There are currently only two versions of Hoppers, the original and Hopper w/sling.


----------



## normang (Nov 14, 2002)

garys... The issue is that I don't have a means of easily getting a cable routed from a Hopper location to where a Joey would have to reside to replace a 211, that I don't really need or want to replace. 

If I need a RG-6 cable from a Hopper to a Joey to make a moca connection. I have a dish and OTA connection going to the 722 location, and of course there is a Dish connection to the 211, but there isn't another connection to feed a moca connection from the Hopper to the Joey back to the Dish connection that goes to the 211, not without a bunch of futzing around that would not be needed if I didn't have a Joey requirement.

If I understood it correctly, if the OTA tuner is connected to the Hopper, I can view those channels on the Joey, but only if its not in use on the Hopper? Is that correct?

Is there a cost difference from a Hopper to Hopper W/Sling?

Thanks


----------



## P Smith (Jul 25, 2002)

You don't get the cabling idea for server-client setup as H+Js ... check diagrams at www.dishuser.org/hopper.php


----------



## normang (Nov 14, 2002)

P Smith, its highly possible I don't understand it, so thanks for the link.


----------



## normang (Nov 14, 2002)

P Smith (or anyone) I've been reviewing some of the diagrams noted on the link you sent, and does a Hopper/Joey Config work with a Dual Dish setup, I've got a 500 and a single for 129, not a Dish 1000. Though its going to a SW44 to my receivers. 
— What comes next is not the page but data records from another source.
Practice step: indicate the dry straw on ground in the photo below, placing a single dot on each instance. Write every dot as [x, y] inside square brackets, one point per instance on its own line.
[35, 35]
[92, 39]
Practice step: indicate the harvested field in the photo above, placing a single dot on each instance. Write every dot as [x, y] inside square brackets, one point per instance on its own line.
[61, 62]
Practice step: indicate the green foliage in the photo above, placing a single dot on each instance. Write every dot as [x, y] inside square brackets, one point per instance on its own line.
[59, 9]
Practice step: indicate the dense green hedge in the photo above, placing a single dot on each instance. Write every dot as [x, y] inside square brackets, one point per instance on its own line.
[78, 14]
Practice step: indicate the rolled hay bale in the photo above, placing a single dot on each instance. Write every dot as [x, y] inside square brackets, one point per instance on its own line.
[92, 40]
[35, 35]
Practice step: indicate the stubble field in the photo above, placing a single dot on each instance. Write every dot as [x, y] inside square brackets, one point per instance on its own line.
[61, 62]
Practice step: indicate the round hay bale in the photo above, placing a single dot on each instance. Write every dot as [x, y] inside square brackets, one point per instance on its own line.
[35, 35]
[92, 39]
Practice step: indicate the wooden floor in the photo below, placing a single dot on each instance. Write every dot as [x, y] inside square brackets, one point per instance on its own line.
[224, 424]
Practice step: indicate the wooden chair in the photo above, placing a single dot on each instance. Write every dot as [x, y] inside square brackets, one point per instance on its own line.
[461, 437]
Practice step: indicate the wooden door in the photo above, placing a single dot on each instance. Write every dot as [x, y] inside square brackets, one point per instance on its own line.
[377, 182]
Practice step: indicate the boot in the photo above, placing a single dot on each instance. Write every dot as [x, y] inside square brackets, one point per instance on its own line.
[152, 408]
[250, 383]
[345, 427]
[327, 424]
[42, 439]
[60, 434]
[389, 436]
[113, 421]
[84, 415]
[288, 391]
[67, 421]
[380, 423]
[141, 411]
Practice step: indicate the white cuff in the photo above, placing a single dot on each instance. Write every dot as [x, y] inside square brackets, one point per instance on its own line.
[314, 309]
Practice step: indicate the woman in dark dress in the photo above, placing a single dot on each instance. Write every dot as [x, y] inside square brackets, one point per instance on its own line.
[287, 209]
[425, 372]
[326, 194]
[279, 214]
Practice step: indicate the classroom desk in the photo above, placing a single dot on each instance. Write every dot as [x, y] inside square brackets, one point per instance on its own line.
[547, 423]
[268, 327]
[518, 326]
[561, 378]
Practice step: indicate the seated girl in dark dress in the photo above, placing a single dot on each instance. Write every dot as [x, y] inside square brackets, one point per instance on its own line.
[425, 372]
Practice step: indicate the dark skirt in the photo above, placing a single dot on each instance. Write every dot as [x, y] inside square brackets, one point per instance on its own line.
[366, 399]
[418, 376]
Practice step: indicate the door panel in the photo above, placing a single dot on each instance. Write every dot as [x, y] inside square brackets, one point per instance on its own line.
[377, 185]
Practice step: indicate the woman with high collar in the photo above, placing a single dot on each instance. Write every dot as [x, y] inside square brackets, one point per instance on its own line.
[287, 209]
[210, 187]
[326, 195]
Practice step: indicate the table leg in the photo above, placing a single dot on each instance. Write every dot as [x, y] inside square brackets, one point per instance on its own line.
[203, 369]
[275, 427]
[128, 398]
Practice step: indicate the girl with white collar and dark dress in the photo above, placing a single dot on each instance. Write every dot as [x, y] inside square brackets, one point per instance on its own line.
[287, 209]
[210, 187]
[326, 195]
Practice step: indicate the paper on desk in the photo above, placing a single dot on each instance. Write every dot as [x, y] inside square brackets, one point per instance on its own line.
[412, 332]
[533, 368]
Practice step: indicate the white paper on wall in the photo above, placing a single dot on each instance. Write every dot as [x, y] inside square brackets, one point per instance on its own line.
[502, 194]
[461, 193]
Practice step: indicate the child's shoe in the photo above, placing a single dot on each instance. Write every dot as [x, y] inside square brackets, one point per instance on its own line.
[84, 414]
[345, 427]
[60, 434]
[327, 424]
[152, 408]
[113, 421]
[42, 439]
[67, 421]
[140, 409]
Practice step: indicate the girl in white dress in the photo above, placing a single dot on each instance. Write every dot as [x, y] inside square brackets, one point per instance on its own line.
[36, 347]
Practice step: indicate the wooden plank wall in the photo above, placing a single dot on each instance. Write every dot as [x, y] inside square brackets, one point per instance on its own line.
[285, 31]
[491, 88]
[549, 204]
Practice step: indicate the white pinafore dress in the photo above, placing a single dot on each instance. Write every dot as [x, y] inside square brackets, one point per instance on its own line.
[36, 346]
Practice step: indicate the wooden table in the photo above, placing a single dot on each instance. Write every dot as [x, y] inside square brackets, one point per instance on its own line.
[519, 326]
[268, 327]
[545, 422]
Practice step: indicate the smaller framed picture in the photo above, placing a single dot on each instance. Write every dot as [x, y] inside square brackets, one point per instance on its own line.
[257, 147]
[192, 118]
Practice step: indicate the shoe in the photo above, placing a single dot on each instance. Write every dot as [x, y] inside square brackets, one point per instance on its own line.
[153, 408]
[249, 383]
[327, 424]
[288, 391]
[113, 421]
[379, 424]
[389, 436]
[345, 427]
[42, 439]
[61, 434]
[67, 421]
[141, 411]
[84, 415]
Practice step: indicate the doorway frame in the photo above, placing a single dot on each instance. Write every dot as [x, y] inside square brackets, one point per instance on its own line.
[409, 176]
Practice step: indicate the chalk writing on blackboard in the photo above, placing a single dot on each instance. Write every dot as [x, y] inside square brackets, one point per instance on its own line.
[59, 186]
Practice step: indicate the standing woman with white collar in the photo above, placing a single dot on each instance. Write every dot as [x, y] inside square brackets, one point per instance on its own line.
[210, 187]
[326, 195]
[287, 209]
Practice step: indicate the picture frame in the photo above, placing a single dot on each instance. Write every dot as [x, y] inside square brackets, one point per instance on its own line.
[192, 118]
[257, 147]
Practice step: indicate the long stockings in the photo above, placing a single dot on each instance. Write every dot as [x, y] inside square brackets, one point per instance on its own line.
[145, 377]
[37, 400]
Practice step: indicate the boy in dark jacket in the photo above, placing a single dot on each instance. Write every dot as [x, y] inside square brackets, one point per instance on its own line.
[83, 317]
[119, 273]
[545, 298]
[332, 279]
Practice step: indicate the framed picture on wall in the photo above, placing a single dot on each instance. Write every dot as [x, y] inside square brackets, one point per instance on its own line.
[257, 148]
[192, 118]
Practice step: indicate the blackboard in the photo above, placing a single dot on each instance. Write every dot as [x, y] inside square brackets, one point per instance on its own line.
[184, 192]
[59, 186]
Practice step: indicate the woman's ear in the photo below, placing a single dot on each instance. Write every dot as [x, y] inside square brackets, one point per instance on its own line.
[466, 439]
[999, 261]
I am starting to understand how this works, but still need some more study, I am sure that there are probably threads that have gone through this, but appreciate the feedback.


----------



## P Smith (Jul 25, 2002)

DPP44 is the key (not old SW44 !); then Solo Node (one H) or Duo Node for 2xH
check that PDF files ...


----------



## normang (Nov 14, 2002)

Yes, I have a DPP44.. I just need to study those connections a little more and then I can better decide how things will work for me. Then I still need to determine whether my monthly costs stay the same and what the upgrade may cost.


----------



## normang (Nov 14, 2002)

OK, I think I've got it figured out for the most part on installation. 

So I am not sure this is a easy question or not without asking Dish, but if I recall, the first receiver was included, and then there was the DVR fee, and then the fee for the secondary receiver(s). Does it work similar to that for Hopper Joey configs, so there is no fee for first Hopper/Joey, and then the DVR Fee and then a fee for a second Joey?


----------



## P Smith (Jul 25, 2002)

there is the fee: www.dishuser.org/hopper.php

in the forum we had very long threads when H/J begin installing ..people asked hundred questions and all answers came to same rules for fee - take a look
http://www.dbstalk.com/showthread.php?t=203038
http://www.dbstalk.com/showthread.php?t=203714


----------



## lonerwulf (Jul 10, 2012)

Keep in mind not to use port 1 on the 44 switch for 2 inputs to node the 1 port is for supplying current to dish u must have this connected with the power pack


----------



## normang (Nov 14, 2002)

P Smith Thanks for the info.

Lonerwolf, since I am assuming that I will be unable to install it myself, if I upgrade, unless I purchase the hardware myself, I would hope that a good installer would be aware of that issue, though it is a very good point.


----------



## normang (Nov 14, 2002)

Are there any extra costs for related to Hopper with Sling?


----------



## P Smith (Jul 25, 2002)

no


----------



## lonerwulf (Jul 10, 2012)

I had thought you were going to attempt it yourself


----------



## Grandude (Oct 21, 2004)

normang said:


> Lonerwolf, since I am assuming that I will be unable to install it myself, if I upgrade, unless I purchase the hardware myself, I would hope that a good installer would be aware of that issue, though it is a very good point.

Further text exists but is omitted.